I built a router table a few years ago when building a cedarstrip boat but TBH, even thou it done what I needed it for when routering my cedarstrips, it ain't that great a table. Im now looking to upgrade it so it can be just as good as a bought table. Im in the process of building a few beehives and using this table is a nightmare. 

All I have now is a 4x2ft ply table with tge router turned upside down. I screwed a straight edge onto the table to work to and have this made up bit of timber(don't know what it's called) that pushes against the timber to keep it inplace. 

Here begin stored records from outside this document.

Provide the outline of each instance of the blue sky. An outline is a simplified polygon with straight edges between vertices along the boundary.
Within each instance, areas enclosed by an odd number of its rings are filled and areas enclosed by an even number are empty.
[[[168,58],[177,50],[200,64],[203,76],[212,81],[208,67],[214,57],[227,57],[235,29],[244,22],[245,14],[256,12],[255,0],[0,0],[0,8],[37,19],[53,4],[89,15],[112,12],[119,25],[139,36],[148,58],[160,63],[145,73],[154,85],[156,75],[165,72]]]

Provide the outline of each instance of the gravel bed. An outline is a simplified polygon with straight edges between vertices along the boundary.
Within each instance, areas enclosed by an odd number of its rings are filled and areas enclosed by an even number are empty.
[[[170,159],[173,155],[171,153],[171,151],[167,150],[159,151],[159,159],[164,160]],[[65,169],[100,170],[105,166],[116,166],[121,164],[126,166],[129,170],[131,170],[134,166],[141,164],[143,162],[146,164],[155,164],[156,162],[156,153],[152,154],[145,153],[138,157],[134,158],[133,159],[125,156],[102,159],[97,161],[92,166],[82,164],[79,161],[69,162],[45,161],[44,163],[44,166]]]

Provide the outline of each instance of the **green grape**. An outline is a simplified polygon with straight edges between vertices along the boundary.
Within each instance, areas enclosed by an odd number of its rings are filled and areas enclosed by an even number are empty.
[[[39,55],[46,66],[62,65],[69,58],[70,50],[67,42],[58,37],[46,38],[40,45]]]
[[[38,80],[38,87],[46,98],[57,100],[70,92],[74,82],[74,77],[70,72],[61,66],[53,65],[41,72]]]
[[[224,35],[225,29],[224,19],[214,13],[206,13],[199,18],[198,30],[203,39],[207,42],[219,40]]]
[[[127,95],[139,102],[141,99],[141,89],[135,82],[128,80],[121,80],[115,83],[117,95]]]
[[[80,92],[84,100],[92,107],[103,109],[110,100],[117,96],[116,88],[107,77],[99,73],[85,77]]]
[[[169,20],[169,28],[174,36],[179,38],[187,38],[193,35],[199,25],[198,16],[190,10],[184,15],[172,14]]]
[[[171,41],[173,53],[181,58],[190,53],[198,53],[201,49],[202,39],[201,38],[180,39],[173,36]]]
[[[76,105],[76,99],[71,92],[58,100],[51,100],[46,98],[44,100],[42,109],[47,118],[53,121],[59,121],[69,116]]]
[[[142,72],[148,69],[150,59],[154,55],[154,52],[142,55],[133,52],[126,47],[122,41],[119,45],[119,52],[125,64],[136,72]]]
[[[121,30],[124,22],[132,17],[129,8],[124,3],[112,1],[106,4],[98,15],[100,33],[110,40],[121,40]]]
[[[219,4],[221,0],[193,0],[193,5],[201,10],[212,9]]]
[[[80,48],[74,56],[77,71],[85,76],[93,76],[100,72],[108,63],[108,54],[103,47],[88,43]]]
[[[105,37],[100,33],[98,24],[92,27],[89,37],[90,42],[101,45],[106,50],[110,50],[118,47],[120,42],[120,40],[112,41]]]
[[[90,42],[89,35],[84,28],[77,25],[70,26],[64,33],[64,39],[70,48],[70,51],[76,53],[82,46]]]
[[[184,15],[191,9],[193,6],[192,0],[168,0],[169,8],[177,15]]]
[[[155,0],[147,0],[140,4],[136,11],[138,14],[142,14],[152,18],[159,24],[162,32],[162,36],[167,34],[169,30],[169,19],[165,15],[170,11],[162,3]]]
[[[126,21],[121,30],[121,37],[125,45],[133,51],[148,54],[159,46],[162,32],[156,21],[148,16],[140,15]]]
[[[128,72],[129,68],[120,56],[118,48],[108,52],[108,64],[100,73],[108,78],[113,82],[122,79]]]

What I want to do is put a straight edge in that can be moved across the table so im not having to keep screwing and unscrewing the straight edge out with the drill. Same goes for the part that keeps the timber in place. I'll also want to be able to lift the router out of the table rather thanhaving to get under and screw the router out each time I've to change the router bit or to change the debth.


----------



## BernieL (Oct 28, 2011)

First - welcome to the best woodworking forum on the net -

To answer your question - look at the forum thread we are in at the moment and read the post titled "router lift". I bought a table and lift a few years ago which I'm happy I own... but had I seen this "router lift" post, I would have built my own. Al Thayer really built an excellent table and lift - just as accurate as expensive set up. His lift is a simple build with excellent result.


----------